Tang Hongxia

Personal information
- Born: 18 August 1976 (age 49)

Sport
- Sport: Paralympic athletics

Medal record
Paralympic athletics
Representing China
Paralympic Games
| Gold medal – first place | 2008 Beijing | Shot put F12‒F13 |
| Silver medal – second place | 2012 London | Discus throw F11/12 |
| Silver medal – second place | 2012 London | Shot put F11/12 |
| Silver medal – second place | 2016 Rio de Janeiro | Discus throw F11 |
World Championships
| Silver medal – second place | 2015 Doha | Discus throw F11 |
| Silver medal – second place | 2017 London | Discus throw F11 |
Asian Para Games
| Gold medal – first place | 2010 Guangzhou | Discus throw F12 |
| Silver medal – second place | 2010 Guangzhou | Shot put F12 |
| Silver medal – second place | 2018 Jakarta | Discus throw F11 |

= Tang Hongxia =

Chinese Paralympic athlete

Tang Hongxia (汤红霞 (Tāng Hóngxiá); born August 18, 1976) is a Paralympian athlete from China competing mainly in category F12‒F13 shot put events.
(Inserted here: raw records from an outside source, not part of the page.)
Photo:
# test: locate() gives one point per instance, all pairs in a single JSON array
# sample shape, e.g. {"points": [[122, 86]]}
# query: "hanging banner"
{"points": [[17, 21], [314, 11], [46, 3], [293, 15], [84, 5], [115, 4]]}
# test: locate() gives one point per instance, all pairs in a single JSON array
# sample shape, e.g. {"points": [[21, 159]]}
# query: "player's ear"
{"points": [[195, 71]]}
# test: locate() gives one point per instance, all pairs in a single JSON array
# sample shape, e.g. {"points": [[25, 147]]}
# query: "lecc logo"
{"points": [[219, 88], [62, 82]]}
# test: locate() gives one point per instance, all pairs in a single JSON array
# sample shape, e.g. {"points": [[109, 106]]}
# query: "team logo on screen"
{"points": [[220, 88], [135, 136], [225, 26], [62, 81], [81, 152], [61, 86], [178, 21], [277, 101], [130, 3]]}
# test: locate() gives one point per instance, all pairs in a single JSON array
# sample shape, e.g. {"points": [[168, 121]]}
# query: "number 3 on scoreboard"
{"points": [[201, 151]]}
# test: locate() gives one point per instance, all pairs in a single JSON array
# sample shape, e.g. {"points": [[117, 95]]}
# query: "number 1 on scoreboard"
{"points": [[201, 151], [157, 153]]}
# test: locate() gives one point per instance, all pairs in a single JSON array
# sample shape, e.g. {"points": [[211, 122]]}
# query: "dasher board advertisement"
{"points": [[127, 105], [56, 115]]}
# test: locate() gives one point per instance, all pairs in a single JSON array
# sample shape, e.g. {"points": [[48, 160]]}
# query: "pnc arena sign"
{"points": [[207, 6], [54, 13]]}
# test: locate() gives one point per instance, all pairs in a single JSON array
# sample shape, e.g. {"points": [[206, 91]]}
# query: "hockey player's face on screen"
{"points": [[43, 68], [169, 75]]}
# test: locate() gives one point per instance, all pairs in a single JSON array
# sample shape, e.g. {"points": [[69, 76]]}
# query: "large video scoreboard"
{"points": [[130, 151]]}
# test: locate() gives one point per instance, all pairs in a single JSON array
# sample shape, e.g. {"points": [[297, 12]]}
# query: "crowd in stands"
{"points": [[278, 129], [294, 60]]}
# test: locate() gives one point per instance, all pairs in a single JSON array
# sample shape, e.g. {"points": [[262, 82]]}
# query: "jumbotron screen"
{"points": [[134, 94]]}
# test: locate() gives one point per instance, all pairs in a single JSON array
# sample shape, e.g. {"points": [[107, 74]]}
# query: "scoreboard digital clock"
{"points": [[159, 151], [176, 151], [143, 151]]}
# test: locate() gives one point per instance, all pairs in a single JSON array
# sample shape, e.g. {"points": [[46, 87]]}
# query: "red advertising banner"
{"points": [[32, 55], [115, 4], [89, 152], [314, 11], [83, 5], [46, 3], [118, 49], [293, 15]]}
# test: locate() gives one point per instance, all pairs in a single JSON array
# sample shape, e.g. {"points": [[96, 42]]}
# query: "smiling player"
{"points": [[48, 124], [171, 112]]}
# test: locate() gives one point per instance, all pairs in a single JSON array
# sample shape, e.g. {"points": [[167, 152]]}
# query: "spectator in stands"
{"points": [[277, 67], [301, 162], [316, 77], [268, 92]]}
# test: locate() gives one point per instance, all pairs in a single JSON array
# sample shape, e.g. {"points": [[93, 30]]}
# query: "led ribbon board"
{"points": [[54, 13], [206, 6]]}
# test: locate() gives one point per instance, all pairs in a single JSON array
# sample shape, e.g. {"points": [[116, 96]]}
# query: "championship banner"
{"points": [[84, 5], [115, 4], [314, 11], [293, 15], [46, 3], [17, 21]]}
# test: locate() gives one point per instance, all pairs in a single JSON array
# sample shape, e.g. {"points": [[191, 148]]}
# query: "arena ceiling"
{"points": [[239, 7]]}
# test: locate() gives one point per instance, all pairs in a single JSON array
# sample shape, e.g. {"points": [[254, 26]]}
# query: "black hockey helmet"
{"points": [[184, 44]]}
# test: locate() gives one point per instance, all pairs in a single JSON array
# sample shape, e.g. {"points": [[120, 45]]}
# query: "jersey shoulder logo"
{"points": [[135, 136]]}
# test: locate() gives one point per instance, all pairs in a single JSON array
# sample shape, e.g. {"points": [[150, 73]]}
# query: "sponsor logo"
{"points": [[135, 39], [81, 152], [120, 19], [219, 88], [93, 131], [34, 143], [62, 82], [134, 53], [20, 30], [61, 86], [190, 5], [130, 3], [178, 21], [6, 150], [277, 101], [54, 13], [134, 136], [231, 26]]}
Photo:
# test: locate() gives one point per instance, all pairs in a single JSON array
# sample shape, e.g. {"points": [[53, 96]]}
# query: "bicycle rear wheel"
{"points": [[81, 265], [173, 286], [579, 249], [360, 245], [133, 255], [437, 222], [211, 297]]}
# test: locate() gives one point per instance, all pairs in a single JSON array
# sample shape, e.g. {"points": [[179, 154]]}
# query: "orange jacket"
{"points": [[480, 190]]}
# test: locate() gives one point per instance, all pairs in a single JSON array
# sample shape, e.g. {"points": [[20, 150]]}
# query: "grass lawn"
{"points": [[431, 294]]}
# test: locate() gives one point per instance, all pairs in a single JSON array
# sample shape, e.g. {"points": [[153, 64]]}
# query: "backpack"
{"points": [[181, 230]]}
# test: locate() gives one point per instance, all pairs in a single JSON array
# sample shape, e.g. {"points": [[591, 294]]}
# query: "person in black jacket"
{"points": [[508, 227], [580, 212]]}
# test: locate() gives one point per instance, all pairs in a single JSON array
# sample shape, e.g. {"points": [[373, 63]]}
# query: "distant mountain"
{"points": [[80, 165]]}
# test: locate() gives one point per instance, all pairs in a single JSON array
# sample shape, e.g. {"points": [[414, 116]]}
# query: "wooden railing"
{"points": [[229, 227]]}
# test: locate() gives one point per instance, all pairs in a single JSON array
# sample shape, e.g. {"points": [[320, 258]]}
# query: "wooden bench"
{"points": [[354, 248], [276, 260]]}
She competed in the 2008 Summer Paralympics in Beijing, China. There she won a gold medal in the women's F12‒F13 shot put event and finished sixth in the F12‒F13 discus throw.

In the 2016 Summer Paralympics in Rio Zhang Liangmin took a gold medal in the discus after a throw of 36.65 metres. Tang threw 35.01 metres to take the silver and Izabela Campos took the bronze with a throw of 32.60 metres.